Testing for Early Diagnosis of Alzheimer’s Disease - Episode 1
Alireza Atri, MD, PhD, describes the pathophysiology of Alzheimer’s disease (AD).
Alireza Atri, MD, PhD: The pathophysiology of Alzheimer disease is complex. We can get into that a little, but the hallmarks of Alzheimer disease are the deposition of abnormal neuritic plaques made of amyloid beta protein and neurofibrillary tangles, which are made of abnormally hyperphosphorylated tau proteins. This was described over 115 years ago by Professor [Alois] Alzheimer, and it took another 60 or 70 years to realize that this was a common condition, but it’s a disease. Over the years, we found out what these proteins were and what was happening to them.

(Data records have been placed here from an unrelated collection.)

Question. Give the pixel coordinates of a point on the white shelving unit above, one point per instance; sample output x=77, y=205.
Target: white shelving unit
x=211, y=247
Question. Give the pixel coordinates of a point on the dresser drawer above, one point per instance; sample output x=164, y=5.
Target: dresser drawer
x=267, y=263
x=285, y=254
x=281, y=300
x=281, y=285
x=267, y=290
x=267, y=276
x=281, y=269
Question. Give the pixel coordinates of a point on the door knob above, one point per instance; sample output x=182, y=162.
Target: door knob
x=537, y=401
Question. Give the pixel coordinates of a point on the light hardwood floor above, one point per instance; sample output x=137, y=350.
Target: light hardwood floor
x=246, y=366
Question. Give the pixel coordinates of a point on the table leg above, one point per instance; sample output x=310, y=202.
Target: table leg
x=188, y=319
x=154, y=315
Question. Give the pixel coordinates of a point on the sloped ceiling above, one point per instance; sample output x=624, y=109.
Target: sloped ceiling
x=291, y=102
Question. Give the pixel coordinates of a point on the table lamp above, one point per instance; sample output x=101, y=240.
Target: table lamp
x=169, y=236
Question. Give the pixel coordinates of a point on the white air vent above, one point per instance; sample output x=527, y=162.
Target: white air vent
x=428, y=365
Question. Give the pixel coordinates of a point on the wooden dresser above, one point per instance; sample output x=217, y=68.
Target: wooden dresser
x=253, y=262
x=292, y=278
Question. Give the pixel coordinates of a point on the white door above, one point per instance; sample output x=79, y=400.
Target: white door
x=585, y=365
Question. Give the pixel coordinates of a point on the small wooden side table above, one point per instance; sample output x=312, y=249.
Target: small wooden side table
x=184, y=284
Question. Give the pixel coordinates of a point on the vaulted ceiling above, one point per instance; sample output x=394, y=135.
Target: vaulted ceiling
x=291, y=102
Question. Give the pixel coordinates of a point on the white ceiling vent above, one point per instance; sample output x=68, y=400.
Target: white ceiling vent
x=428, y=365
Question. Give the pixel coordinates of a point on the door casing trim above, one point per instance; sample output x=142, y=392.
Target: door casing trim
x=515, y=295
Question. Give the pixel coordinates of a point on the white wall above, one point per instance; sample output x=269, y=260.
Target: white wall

When I say it’s complex, it’s that our understanding has changed over the last 10 to 15 years because we appreciate that the disease process probably starts 20—or maybe even 25—years before individuals show symptoms. That’s when this amyloid protein, which is processed in a certain way, and the 42 amino acid components as a monomer becomes sticky, and then you get dimers and oligomers. This is synaptotoxic. It starts an inflammatory process but also starts causing hyperphosphorylation of tau protein, which stabilizes microtubules. Then you start getting a process that becomes not completely independent of amyloid protein and plaques, but it causes other streams of toxicity, which is causing inflammation and spreading through the brain.
Ultimately, the thought is that tangles start developing 10 to 15 years before and anywhere from 5 to 10 years before we can see structural and metabolic changes in the brain. This is before symptoms are developing. We’ve dissociated the clinical stages of the disease—where individuals show symptoms—from the preclinical stages, which can be many years long. This provides an opportunity to understand and intervene earlier. We’re in the new era of Alzheimer disease, to be able to measure these proteins and changes and intervene earlier.
This transcript has been edited for clarity.